PLAUD opened up a different kind of use case
If Typeless is mostly about communicating with other people, PLAUD solves something different: capturing things for yourself.
PLAUD is a wearable recording device — it comes as a small clip or a flat sticker that attaches magnetically to the back of your phone. The sticker version can detach and run independently, so you can carry it anywhere and record whenever.
I assumed the main use case was something like journaling or capturing random ideas. Then I accidentally recorded an onboarding meeting using PLAUD’s desktop app, and it completely reframed how I think about it.
After the meeting, it generated a structured infographic — broke the whole thing into four sections: core objectives, design principles, long-term goals, action items. It even pulled out who was responsible for what. My first reaction when I saw it was: this isn’t meeting notes. This is an actual handoff document.
So I recalibrated. For professional use, meeting documentation might be the most immediately useful thing PLAUD does.
That said, it has some friction points that haven’t been fully worked out. When the sticker is detached from your phone and recording independently, there’s no status feedback on your phone screen — you genuinely can’t tell whether it’s recording or not, which creates this low-grade anxious feeling. And there’s a smaller but persistent annoyance: once the magnetic sticker is on the back of your phone, your MagSafe charger doesn’t attach anymore. Every time you charge, you have to peel the sticker off first.
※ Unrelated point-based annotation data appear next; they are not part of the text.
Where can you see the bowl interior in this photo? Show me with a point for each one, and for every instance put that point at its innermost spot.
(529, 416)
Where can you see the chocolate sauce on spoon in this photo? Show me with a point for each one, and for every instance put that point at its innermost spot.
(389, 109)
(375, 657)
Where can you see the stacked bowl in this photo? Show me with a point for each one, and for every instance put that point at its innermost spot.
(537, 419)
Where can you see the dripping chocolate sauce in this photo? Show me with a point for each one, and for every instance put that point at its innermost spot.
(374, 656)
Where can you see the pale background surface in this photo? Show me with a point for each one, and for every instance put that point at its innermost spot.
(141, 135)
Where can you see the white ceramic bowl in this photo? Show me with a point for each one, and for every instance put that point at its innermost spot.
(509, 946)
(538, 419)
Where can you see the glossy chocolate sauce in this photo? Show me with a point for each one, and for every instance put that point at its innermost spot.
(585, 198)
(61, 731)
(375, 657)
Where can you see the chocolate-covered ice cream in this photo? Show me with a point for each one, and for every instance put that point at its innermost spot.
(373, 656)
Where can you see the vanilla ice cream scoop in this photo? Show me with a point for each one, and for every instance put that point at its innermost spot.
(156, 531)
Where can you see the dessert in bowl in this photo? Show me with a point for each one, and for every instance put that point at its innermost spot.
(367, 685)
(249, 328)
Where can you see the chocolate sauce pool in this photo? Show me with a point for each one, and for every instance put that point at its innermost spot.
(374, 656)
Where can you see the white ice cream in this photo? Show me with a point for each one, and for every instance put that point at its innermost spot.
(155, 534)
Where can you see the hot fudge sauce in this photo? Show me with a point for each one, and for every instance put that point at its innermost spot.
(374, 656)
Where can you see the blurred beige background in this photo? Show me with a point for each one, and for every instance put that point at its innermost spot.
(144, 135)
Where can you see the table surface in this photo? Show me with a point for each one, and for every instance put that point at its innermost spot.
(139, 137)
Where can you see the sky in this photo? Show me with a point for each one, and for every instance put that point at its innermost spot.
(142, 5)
That’s the kind of detail that probably causes users to quietly stop using a product, not with a dramatic moment, just gradually.
The gap between a good product and a great one often lives exactly there.
What AI actually changed
Back to the original question: voice input tech has been mature for years — so what does that mean?
The way I think about it now: a mature technology is the starting line for product work, not the finish line.
When the tech is still hard, most of the energy goes into making it work at all. There’s not much left over for experience details. But once the technical problem is solved, you can redirect everything toward the harder, more interesting questions — where exactly is the friction? How much lower can this barrier go? Does each new layer of functionality actually serve a real use case, or is it just feature accumulation?
AI pushed this whole space forward in a specific way. It gave all these mature technologies a new capability layer — voice recognition output isn’t just raw text anymore, it can be understood, reorganized, rewritten according to what you actually meant.
That’s what Typeless and PLAUD are really built on. The ability to capture voice has existed for a long time. The ability to take that capture and turn it into something genuinely useful to you — that became practical when AI arrived.
I pay for memberships to several voice products. Not because any of them do something technically special. But because they’ve taken the same underlying tech and built deep enough into real scenarios that the experience stops feeling like a tool and starts feeling like it just works.
Once you’ve had that, the products that built the feature but didn’t think through the experience feel like a step backward.
That’s the gap product depth creates.
Which gets me thinking about something bigger: if the barrier to capturing a thought can be brought down this low, what else might that change?
We’ve always treated recording things — ideas, observations, things that matter — as something you have to sit down and do deliberately. But if capturing and organizing can be separated, if one can happen in any moment and the other can happen later, maybe the whole habit looks different than we assumed.